Foreign funding of referendum-related campaigns
Facebook no longer accepting Eighth Amendment referendum ads from outside Ireland https://t.co/zo37ixxMCd via @rtenews pic.twitter.com/StLNv4FoPJ— RTÉ (@rte) May 8, 2018
In the midst of the debate around Facebook's role in determining electoral results, foreign funding coming from the U.S. became a controversial topic in the context of the Irish referendum. The CIVICUS Monitor had previously reported on the distressing defamation campaign against organisations advocating in favour of repealing the 8th amendment. Groups supporting a "no" vote in the referendum were also in the spotlight due to the opaque funding of online advertisements. According to an investigation by Channel 4, anonymous social media pages and websites trying to influence undecided voters were linked to foreign servers.
Due to the tension around the topic, Facebook decided to ban advertising linked to the referendum from organisations located outside Ireland, while Google stopped even domestic advertisements linked to the referendum. Opinions on such measures were divided. Pro-life campaigners raised the issue of freedom of expression and questioned “whether foreign election interference is remotely significant enough to merit such a blanket crackdown”. On the other hand, Together for Yes Campaign Co-Director Ailbhe Smyth supported the move as it created a “level playing field between all sides” so that the integrity of campaigns on the referendum would depend on the “strength of their argument and power of personal testimony, not by the depth of their pockets”. ICCL also stressed that “freedom of speech is not equivalent to freedom to buy advertising or column inches”.

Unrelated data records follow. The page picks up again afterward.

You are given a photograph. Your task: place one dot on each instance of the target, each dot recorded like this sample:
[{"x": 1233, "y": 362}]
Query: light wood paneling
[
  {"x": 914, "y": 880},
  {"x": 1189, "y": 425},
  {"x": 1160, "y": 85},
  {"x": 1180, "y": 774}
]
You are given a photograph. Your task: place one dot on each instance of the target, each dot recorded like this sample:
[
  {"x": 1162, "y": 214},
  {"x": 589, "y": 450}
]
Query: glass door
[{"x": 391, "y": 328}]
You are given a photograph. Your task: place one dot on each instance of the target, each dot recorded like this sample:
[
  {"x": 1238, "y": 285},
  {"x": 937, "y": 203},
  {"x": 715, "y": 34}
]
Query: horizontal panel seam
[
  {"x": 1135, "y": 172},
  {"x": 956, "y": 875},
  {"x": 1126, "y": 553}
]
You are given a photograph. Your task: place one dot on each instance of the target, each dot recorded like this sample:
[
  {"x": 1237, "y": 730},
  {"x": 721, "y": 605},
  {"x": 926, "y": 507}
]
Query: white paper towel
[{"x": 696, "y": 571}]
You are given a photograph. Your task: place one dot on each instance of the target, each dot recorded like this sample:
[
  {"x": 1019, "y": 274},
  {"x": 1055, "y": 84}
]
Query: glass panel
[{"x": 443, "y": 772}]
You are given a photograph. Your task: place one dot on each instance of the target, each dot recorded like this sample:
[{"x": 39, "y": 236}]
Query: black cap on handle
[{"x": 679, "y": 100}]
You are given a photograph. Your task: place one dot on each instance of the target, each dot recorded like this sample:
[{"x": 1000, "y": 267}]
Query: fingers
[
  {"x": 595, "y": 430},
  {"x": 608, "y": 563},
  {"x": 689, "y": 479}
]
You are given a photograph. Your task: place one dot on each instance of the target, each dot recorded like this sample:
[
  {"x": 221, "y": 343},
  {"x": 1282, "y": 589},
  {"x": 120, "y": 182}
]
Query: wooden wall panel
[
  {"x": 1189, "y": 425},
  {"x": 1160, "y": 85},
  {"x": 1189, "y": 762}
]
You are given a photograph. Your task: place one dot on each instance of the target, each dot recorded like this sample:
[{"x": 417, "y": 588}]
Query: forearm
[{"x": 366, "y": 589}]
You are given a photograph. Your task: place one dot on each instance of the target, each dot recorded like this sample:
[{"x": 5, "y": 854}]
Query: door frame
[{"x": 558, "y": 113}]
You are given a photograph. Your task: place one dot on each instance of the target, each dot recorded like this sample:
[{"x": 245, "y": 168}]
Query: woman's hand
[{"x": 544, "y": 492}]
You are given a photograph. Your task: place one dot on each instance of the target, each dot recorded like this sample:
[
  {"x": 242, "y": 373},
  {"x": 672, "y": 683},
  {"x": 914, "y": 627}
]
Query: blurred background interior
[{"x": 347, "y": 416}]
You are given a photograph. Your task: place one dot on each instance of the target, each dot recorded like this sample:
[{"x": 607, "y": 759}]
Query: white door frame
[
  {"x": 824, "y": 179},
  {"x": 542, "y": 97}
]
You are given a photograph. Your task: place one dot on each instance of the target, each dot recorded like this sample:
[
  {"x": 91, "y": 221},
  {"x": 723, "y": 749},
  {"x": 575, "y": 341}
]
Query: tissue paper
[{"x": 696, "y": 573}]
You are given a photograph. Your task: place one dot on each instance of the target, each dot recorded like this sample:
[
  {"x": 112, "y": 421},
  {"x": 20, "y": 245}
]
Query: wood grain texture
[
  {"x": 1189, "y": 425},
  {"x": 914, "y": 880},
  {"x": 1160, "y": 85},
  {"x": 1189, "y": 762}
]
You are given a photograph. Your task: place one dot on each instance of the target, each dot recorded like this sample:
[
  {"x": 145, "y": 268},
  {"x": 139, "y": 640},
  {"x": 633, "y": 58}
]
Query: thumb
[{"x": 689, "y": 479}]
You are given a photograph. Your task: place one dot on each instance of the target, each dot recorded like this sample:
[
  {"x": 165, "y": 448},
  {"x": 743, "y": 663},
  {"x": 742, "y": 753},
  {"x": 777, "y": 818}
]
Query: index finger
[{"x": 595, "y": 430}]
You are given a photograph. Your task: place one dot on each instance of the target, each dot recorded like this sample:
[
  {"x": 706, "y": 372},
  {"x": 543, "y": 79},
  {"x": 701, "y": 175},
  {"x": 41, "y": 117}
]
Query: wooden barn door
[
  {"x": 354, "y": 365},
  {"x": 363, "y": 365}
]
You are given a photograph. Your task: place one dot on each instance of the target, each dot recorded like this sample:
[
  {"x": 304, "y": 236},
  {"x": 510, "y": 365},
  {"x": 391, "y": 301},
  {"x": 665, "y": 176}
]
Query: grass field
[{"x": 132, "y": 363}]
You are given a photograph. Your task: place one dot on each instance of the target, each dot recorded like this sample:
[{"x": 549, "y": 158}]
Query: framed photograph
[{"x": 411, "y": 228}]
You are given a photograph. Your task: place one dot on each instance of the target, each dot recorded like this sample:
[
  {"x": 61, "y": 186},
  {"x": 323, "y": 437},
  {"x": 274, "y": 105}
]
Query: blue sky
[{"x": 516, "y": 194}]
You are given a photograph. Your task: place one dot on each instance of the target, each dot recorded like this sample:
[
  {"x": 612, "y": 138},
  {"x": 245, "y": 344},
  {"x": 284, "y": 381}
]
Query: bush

Welcomed calls for permanent electoral commission
#8thref has shown need for updated legislation and requirement of an electoral commission. I put this to @campaignforleo and Gov in Dáil calling on them to establish the same. pic.twitter.com/Wxr7mnb2uO— James Lawless (@lawlessj) May 29, 2018
Irish civil society organisations welcomed a call to establish a permanent electoral commission that would regulate the electoral register and monitor campaign financing. Currently, the electoral register is managed by local authorities, while the Standards in Public Office Commission (SIPO) controls the funding mechanisms. Member of parliament from the opposition Fianna Fail Party, James Lawless, stated that:
" [A commission would] help deal with a number of issues specifically relating to campaigning such as whether limits should be placed on the use of campaign posters, the lack of spending caps in referendum campaigns, whether the broadcasting moratorium is practical given the emergence of social media and the lack of regulation in relation to online campaigning".
People with disabilities face barriers in taking part in political activities
Christine Fenton has Myalgic Encephalomyelitis, a disability which requires the support of a personal assistant. Fenton reported that according to the contract with the organisation that provides her with a personal assistant, she is prohibited from having her assistant with her when she takes part in political activities. Fenton indicated that such prohibitions limit people with disabilities from participating in protests and being civically active. She asserted that such political participation is a fundamental right "of any individual" and when such is prevented, "it is an abuse of power”.